Pokhara, la segunda ciudad más importante y poblada, tiene la apariencia de un pueblo pequeñito que ha surgido alrededor del lago Phewa. Es, de hecho, la capital turística por ser el punto de partida de las expediciones al Anapurna. Por eso está llena de hostales, bares, restaurantes y tiendas dedicadas a los visitantes de todo el mundo. Por primera vez tuve la oportunidad de hacer parapente y la experiencia, contrario a lo que me hubiera imaginado, estuvo llena de paz y de contemplación de las montañas. Las alas de los parapentes, de todos los colores, bailaban en una especie de alegre remolino en el firmamento, llevados por el viento.

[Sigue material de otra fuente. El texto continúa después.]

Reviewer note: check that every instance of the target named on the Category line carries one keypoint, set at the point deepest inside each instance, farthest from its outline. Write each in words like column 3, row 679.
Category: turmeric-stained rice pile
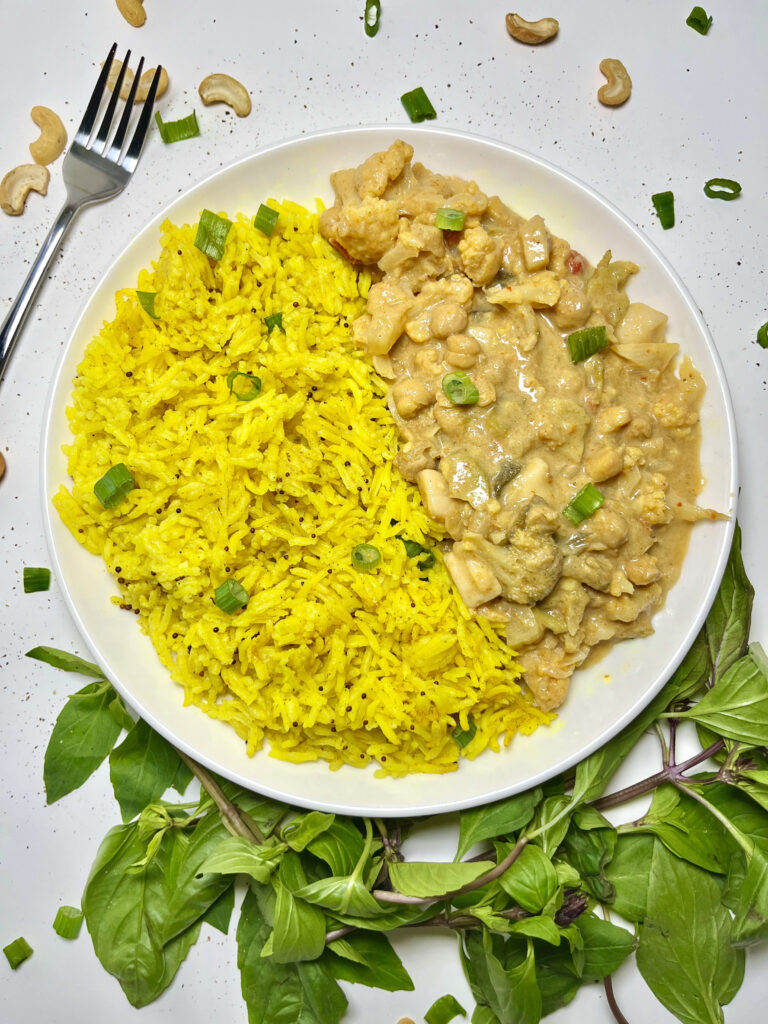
column 274, row 493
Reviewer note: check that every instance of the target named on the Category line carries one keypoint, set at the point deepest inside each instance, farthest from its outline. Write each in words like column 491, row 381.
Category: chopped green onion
column 699, row 19
column 36, row 580
column 414, row 550
column 17, row 951
column 114, row 485
column 274, row 321
column 366, row 557
column 212, row 232
column 725, row 188
column 253, row 390
column 587, row 502
column 146, row 299
column 664, row 204
column 372, row 16
column 68, row 922
column 460, row 389
column 176, row 131
column 586, row 342
column 418, row 105
column 265, row 219
column 450, row 220
column 446, row 1008
column 230, row 595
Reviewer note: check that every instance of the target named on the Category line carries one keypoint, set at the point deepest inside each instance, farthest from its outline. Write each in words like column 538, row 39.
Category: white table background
column 697, row 111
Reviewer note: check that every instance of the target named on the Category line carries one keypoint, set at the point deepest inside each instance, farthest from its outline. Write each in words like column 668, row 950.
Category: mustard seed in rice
column 274, row 493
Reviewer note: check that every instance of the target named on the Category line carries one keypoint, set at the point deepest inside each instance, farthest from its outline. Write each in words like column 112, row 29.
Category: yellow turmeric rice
column 274, row 492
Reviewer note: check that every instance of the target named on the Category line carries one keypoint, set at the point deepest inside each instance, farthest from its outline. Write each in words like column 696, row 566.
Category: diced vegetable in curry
column 504, row 421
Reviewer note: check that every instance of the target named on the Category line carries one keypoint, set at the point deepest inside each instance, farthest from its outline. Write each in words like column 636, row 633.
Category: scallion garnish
column 176, row 131
column 265, row 219
column 699, row 19
column 372, row 16
column 254, row 385
column 725, row 188
column 68, row 922
column 460, row 389
column 450, row 220
column 418, row 105
column 587, row 502
column 146, row 301
column 230, row 595
column 114, row 485
column 664, row 204
column 586, row 342
column 17, row 951
column 36, row 580
column 274, row 321
column 366, row 557
column 212, row 232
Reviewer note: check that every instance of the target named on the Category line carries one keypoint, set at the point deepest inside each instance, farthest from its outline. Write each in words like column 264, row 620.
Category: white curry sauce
column 497, row 302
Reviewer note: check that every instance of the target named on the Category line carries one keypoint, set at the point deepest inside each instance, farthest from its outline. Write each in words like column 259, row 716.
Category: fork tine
column 103, row 130
column 139, row 135
column 89, row 118
column 117, row 142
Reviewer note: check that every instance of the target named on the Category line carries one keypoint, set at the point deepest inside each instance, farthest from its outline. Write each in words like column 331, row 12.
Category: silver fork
column 94, row 169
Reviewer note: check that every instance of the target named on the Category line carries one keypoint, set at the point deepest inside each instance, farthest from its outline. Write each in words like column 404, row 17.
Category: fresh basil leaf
column 444, row 1010
column 737, row 706
column 423, row 879
column 368, row 958
column 299, row 928
column 303, row 828
column 606, row 946
column 62, row 659
column 685, row 952
column 727, row 626
column 82, row 737
column 142, row 767
column 282, row 993
column 501, row 818
column 628, row 873
column 531, row 880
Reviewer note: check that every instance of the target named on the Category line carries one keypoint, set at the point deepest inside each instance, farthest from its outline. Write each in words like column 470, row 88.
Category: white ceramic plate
column 602, row 698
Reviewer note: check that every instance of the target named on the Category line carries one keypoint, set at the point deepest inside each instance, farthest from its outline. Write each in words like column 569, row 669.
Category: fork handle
column 19, row 310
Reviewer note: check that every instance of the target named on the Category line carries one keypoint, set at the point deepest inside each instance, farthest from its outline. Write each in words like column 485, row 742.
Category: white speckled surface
column 696, row 112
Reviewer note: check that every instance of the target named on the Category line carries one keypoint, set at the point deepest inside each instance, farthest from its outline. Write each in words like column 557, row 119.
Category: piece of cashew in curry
column 17, row 183
column 52, row 139
column 225, row 89
column 616, row 90
column 531, row 32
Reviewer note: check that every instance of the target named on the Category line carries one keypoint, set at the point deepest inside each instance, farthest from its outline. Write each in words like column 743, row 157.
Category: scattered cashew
column 143, row 83
column 531, row 32
column 225, row 89
column 52, row 138
column 17, row 183
column 616, row 90
column 133, row 11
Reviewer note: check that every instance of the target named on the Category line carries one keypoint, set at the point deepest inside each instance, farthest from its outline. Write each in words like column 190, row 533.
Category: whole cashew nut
column 225, row 89
column 17, row 183
column 52, row 138
column 616, row 90
column 531, row 32
column 144, row 82
column 132, row 11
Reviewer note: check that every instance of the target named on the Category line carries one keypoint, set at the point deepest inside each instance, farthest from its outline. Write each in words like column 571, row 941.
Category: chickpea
column 411, row 396
column 462, row 351
column 448, row 317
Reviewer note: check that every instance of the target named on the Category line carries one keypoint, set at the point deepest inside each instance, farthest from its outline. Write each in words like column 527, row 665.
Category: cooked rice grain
column 325, row 662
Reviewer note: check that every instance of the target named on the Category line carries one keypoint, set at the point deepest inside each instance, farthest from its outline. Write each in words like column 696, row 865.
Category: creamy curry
column 493, row 305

Esa extraña facilidad que tiene Nepal para enamorar a un occidental con sus imágenes es simplemente una máscara: en el fondo es un país complejo, de misterios inescrutables. Hasta la caída definitiva de la monarquía en el 2008, era el único Estado hinduista del planeta y sus reyes eran considerados los descendientes del dios Vishnu. En 1996 el Partido Comunista de Nepal se alzó en armas e inició una guerra civil de diez años a fin de proclamar un estado maoísta. Le pregunté al conductor que me lleva desde un templo budista a las cataratas Devis cómo se siente con la llegada, aún reciente, de la república y las elecciones, a un país que fue un viejo reino. Teníamos un gran rey, me dijo, no el último, ese fue corrupto como los políticos de hoy, me refiero al de la masacre.

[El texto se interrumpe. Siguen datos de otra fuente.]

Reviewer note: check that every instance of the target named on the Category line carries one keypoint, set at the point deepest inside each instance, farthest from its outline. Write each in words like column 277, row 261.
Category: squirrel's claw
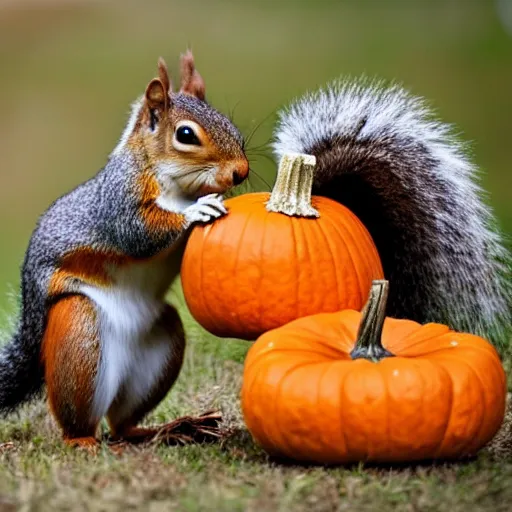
column 206, row 209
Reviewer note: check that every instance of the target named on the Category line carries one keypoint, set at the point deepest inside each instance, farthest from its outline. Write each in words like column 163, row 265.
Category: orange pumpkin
column 276, row 258
column 310, row 392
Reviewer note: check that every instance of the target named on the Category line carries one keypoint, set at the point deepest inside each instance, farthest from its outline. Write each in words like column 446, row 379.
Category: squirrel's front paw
column 205, row 209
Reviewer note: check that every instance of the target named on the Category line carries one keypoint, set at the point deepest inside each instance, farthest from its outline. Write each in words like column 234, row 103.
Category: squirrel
column 94, row 326
column 382, row 153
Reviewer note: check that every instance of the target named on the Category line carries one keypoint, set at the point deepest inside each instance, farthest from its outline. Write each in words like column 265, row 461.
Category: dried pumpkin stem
column 291, row 194
column 369, row 344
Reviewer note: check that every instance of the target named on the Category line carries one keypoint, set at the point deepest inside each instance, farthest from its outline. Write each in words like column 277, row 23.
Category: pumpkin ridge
column 319, row 228
column 450, row 409
column 342, row 408
column 278, row 427
column 348, row 247
column 297, row 280
column 463, row 447
column 405, row 342
column 261, row 268
column 237, row 259
column 204, row 300
column 345, row 234
column 483, row 400
column 219, row 235
column 318, row 393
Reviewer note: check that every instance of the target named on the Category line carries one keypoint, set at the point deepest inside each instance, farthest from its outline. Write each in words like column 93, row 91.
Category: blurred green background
column 70, row 69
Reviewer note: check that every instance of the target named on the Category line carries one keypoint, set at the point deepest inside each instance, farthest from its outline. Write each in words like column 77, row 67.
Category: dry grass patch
column 38, row 473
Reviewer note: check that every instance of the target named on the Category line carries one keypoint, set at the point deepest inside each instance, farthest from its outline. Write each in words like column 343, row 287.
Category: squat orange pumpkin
column 276, row 258
column 310, row 393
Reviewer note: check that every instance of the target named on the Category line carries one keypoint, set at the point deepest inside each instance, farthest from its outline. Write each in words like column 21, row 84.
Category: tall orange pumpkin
column 275, row 258
column 310, row 392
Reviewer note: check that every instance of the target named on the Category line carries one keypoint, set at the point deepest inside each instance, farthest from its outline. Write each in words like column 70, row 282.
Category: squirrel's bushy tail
column 380, row 152
column 21, row 373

El viernes 1 de junio de 2001, la familia real cenaba y departía en una de las estancias de los jardines del Palacio Real de Narayanhity. Según los escuetos informes que se tiene, el príncipe heredero Dipendra habría asesinado a sus padres, los reyes de Nepal, y a gran parte de la familia real, antes de intentar suicidarse. En estado crítico fue proclamado rey en el hospital y murió a los tres días. Su tío paterno asumió como último monarca. Se dice que el asesinato habría tenido que ver con una discusión familiar, con un supuesto estado de embriaguez del príncipe o con la oposición de sus padres a que contraiga matrimonio con su novia. El pueblo nepalí descree de esas posibilidades y las malas lenguas dicen que todo fue un montaje, que el autor de la masacre fue quien esa noche no estuvo en el palacio y se quedó, unos pocos años más, con el trono.

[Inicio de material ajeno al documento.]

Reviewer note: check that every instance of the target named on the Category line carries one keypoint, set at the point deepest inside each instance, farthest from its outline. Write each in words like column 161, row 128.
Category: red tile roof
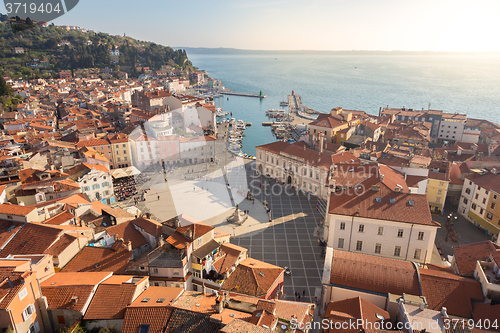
column 127, row 232
column 31, row 239
column 381, row 275
column 16, row 210
column 110, row 301
column 456, row 293
column 156, row 317
column 100, row 259
column 362, row 202
column 483, row 311
column 253, row 277
column 60, row 245
column 355, row 308
column 467, row 255
column 62, row 297
column 60, row 218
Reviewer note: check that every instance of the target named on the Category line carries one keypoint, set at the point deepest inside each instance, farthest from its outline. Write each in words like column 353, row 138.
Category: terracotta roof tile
column 127, row 232
column 60, row 218
column 60, row 245
column 100, row 259
column 31, row 239
column 377, row 274
column 152, row 227
column 355, row 308
column 241, row 326
column 151, row 296
column 110, row 301
column 363, row 202
column 155, row 317
column 456, row 293
column 16, row 209
column 187, row 321
column 467, row 255
column 196, row 301
column 253, row 277
column 484, row 311
column 62, row 297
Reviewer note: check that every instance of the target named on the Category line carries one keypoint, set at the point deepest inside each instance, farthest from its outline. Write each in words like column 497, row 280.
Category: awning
column 483, row 223
column 125, row 172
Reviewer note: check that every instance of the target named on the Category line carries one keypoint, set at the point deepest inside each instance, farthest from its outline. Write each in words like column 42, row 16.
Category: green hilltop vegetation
column 86, row 50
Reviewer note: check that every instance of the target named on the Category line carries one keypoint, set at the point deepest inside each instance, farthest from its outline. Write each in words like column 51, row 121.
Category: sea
column 452, row 82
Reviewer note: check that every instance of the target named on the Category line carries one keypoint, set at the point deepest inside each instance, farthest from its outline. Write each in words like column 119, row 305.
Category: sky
column 386, row 25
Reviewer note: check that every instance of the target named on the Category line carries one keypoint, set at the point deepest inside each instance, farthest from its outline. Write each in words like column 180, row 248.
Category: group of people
column 125, row 188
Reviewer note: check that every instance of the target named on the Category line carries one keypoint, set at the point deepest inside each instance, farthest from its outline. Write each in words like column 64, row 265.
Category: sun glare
column 470, row 30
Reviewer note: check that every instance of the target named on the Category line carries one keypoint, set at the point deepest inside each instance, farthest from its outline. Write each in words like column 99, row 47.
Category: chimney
column 321, row 142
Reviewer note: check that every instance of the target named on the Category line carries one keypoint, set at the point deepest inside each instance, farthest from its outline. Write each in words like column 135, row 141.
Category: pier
column 242, row 94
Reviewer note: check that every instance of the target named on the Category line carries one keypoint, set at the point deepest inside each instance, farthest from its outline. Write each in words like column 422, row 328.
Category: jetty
column 225, row 92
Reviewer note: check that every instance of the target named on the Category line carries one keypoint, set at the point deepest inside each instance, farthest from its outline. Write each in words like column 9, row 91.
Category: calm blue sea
column 365, row 81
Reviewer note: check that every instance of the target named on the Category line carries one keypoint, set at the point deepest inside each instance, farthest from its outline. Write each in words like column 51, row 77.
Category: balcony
column 488, row 274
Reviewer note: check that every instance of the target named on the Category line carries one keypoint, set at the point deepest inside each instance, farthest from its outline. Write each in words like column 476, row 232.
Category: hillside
column 55, row 49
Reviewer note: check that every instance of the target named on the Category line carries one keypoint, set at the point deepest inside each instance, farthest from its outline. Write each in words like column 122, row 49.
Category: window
column 144, row 328
column 341, row 243
column 397, row 251
column 22, row 294
column 416, row 254
column 30, row 309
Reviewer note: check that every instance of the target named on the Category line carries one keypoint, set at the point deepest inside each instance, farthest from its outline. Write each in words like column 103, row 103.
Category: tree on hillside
column 5, row 90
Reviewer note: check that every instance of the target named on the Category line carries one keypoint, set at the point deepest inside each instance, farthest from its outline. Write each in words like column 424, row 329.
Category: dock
column 243, row 94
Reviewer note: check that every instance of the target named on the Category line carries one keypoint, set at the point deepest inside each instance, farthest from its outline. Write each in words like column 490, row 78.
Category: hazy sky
column 416, row 25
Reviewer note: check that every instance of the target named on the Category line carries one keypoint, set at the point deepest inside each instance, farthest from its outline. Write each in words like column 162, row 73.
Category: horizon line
column 309, row 50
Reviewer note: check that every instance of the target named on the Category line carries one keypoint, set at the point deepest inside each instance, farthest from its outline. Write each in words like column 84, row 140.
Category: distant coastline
column 225, row 50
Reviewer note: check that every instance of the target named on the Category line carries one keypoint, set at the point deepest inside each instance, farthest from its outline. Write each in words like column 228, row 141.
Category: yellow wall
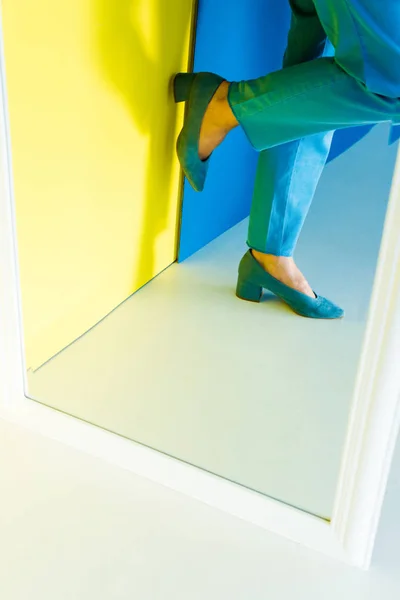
column 93, row 128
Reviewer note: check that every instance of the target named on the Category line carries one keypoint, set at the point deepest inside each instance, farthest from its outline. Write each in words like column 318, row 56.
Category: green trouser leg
column 307, row 99
column 282, row 194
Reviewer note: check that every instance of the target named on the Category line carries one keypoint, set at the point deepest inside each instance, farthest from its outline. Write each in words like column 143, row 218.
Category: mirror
column 118, row 333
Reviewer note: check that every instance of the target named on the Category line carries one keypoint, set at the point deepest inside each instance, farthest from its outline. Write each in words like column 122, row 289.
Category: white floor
column 252, row 393
column 75, row 528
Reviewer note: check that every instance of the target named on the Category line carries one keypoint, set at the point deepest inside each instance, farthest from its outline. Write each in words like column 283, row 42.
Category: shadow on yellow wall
column 137, row 57
column 93, row 126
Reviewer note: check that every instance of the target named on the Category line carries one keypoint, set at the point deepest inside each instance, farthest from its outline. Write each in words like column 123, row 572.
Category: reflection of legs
column 287, row 175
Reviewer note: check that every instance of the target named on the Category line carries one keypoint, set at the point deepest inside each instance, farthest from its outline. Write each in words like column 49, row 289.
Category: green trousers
column 289, row 116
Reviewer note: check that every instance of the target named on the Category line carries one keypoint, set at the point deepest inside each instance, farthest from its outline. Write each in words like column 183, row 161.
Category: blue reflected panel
column 240, row 39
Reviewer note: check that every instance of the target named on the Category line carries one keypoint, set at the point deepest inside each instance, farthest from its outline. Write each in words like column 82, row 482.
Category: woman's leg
column 287, row 175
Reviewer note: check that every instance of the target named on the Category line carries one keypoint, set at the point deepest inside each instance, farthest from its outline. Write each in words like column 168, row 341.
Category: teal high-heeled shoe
column 253, row 279
column 197, row 90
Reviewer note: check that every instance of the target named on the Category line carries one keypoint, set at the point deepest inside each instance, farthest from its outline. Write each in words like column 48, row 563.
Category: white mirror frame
column 373, row 423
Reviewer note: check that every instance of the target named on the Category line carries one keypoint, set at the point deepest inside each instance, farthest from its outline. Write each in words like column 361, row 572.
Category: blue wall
column 239, row 40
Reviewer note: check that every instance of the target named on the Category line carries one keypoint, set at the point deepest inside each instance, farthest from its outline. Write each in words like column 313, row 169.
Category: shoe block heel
column 182, row 84
column 248, row 291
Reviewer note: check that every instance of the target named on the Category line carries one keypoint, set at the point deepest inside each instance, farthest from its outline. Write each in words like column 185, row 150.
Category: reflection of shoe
column 253, row 278
column 197, row 89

Mi visita al Palacio Real de Narayanhity fue una especie de viaje a ese pasado, no tan remoto, de Nepal, en que los reyes eran como dioses. La vejez y decadencia lo envolvía todo, las cortinas, los frescos y la historia nepalí. El aire pesado es insoslayable en el lugar de la masacre de la familia real, que es una más dentro de las muertes violentas que han asolado al país a lo largo de los siglos. En realidad, los lujos y excentricidades de la extinta monarquía nada tienen que ver con la realidad del país, signada por la pobreza, la muerte y las catástrofes. El terremoto de 2015 tuvo alrededor de nueve mil muertos. Trece mil, la guerra civil que se acabó en 2006, con una Asamblea Constituyente que proclamó la República Federal. Luego de la masacre, la idea de que los reyes eran descendientes de Vishnu, empezó a perder credibilidad.

Vishnu, el preservador del universo, es uno de los tres dioses principales del hinduismo, que en su vertiente politeísta llega a tener varios miles de deidades. Se lo representa con cuatro brazos y su vehículo es un toro. Brahma es el dios creador del universo, tiene cuatro cabezas y su vehículo es un cisne. Shiva es el destructor del universo, fundamentalmente se lo describe como un yogui y su vehículo es un águila. Sobre Nepal, sólo puedo recordar imágenes, hacer anotaciones, ofrecer datos. Tendrá que pasar un poco más de tiempo para asimilar la experiencia y sus consecuencias en mi manera de ver el mundo y de entender la historia asiática y la espiritualidad. Para poder escribir con más orden y lucidez sobre un país que me ha marcado. Por el momento me quedo con la imponencia sobrecogedora que tienen los Himalayas y que, por ventura, no se me van de los ojos. (O)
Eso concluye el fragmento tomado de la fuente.